# Decimales



## marawol

I wonder how to read  0.90 euros in english,
0 point ninety euros is correct?
thanks so much.


----------



## Ilmo

Correct!
You are welcome!
But I have heard that officially the plural of the word euro should not be used.
Anybody knows whether it is true?

I checked it in Google.
0.90 euro - 1 290 000 hits
0.90 euros - 1 640 000 hits


----------



## micafe

Do Euros have 'cents'? 

You buy something that's 0.60 € (does the sign go before or after the number?) how do you say it? *'sixty cents'*, or what?

In Spanish would it be *'centavos' *or* 'céntimos'* or none of the above?

Would you say *'this is six Euros and seventynine cents'*?

and

*'Esto vale seis euros con setenta y nueve centavos/céntimos*?

 

Thanks in advance!!!


----------



## megane_wang

Sí. Los euros tienen "céntimos". 

En España por lo menos, los "centavos" los dejamos para los dólares 

Así que "'Esto vale seis Euros con setenta y nueve céntimos", o "'Esto vale seis Euros con setenta y nueve", a secas.

Eso sí: al paso que vamos, es más frecuente oir "SESENTA Euros con setenta y nueve"


----------



## Porteño

Ninety cents, although if I remember correctly, the official name for euro and cent have no purals, at least in some of the EU countries.


----------



## megane_wang

Marawol: You may also say just "*ninety cents*".


----------



## Ilmo

marawol said:


> I wonder how to read 0.90 euros in english,
> 0 point ninety euros is correct?
> thanks so much.


 
This seems to be - again - a very typical thread in this forum in the sense that most of the answers leave the original question unanswered, as if the forer@s wouldn't have read the question at all.

What was the question?
*How to read 0.90 euros in English, (is) 0 point ninety euros correct?*

Marawol has declared, that his mother tongue is Spanish, thus there is no sense to tell him, how that or any other sum should be pronounced in Spanish. Actually, Micafe should have started a thread of his own with his question and not sorn on Marawol.


----------



## Hakro

Porteño said:


> Ninety cents, although if I remember correctly, the official name for euro and cent have no purals, at least in some of the EU countries.
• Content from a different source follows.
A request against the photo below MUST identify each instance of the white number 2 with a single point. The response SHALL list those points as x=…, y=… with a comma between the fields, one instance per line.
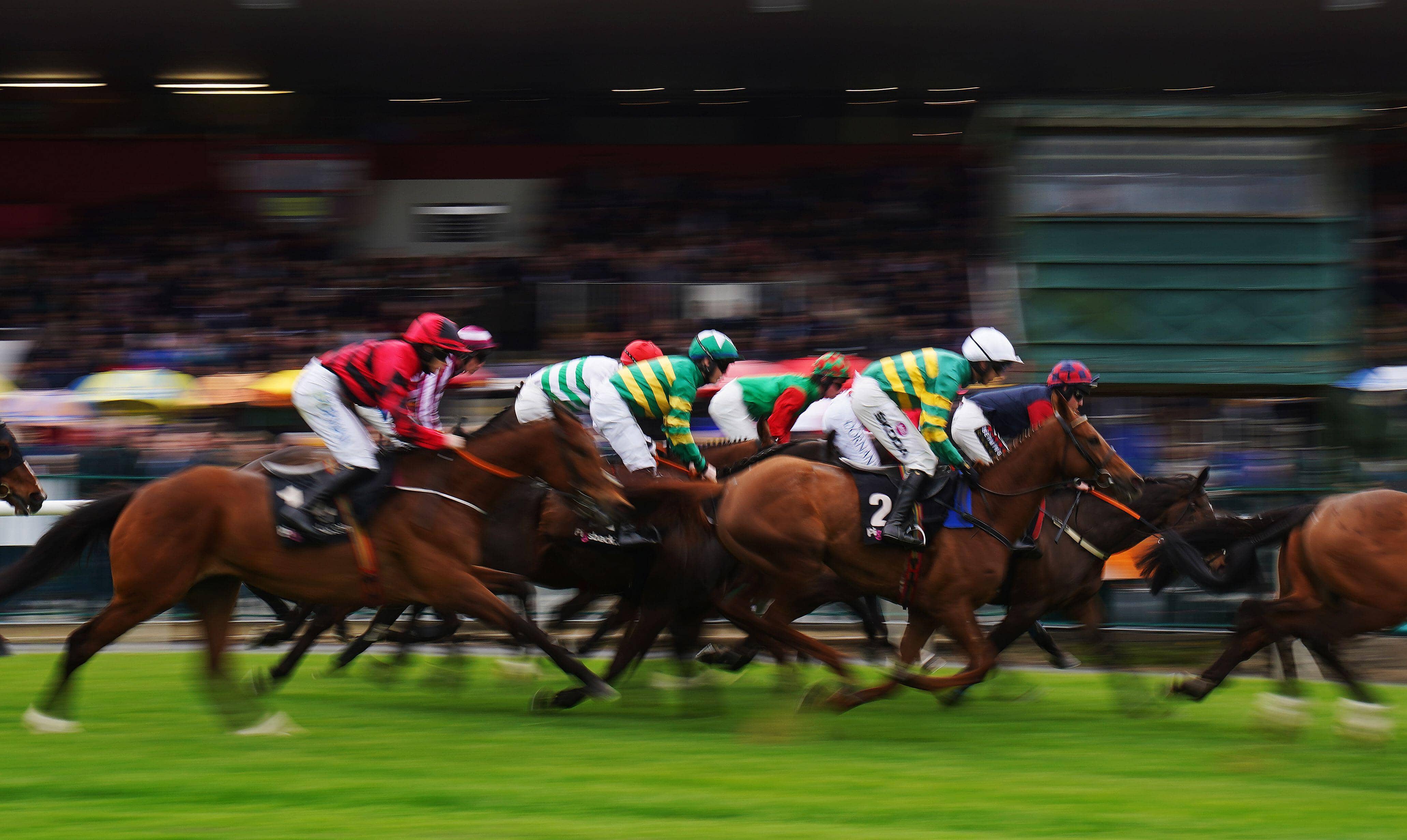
x=886, y=503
It's an official EU directive that euro has no plural in any EU country but nobody cares about it.


----------



## SmallJosie

I would say ninety cents. If it was: 1.90 then I would say, one Euro ninety. If it was 2.90 then I would say 2 Euros ninety. I have never heard of the EU directive about no plurals but then again, apparently, I'm a rebel without a cause ...


----------



## Outsider

Hakro said:


> It's an official EU directive that euro has no plural in any EU country but nobody cares about it.


However, *'the European Commission Translation Service strongly recommends that in all material generated by the Commission intended for the general public, "the natural plurals" of each language be used.'*

http://www.irelandinformationguide.com/Euro#Plural_formation_and_grammar


----------



## Hakro

It's also possible that the attitude has changed. 
Wikipedia about linguistic issues concerning euro: _Immutable word formations have been encouraged by the European Commission in usage with official EU legislation http://en.wikipedia.org/wiki/Legislation (originally in order to ensure uniform presentation on the banknotes), but the "unofficial" practice concerning the mutability (or not) of the words differs between the member states and their languages. The subject has led to much debate and controversy._


----------



## Outsider

And rightly so. It was foolish to impose invariable nouns on a continent of inflected languages.


----------



## SmallJosie

Oh, I get it, I think, if they are referring to bank notes and coins. On a bank note it normally says 20, for example, EURO because it is in a different font and normally not together. It is like a Euro bank note with a value of 20. However, as far as I understand they are not implying that we should now suddenly start saying "have you got 20 Euro?" it is plural.... y punto


----------



## micafe

Ilmo said:


> Actually, Micafe should have started a thread of his own with his question and not *sorn *on Marawol.


 
If I only knew what *'sorn'* means.

Yes, micafe should have started a thread of *her* own . 

I truly apologize for using a thread that wasn't mine. It was the same subject so I thought it would be ok.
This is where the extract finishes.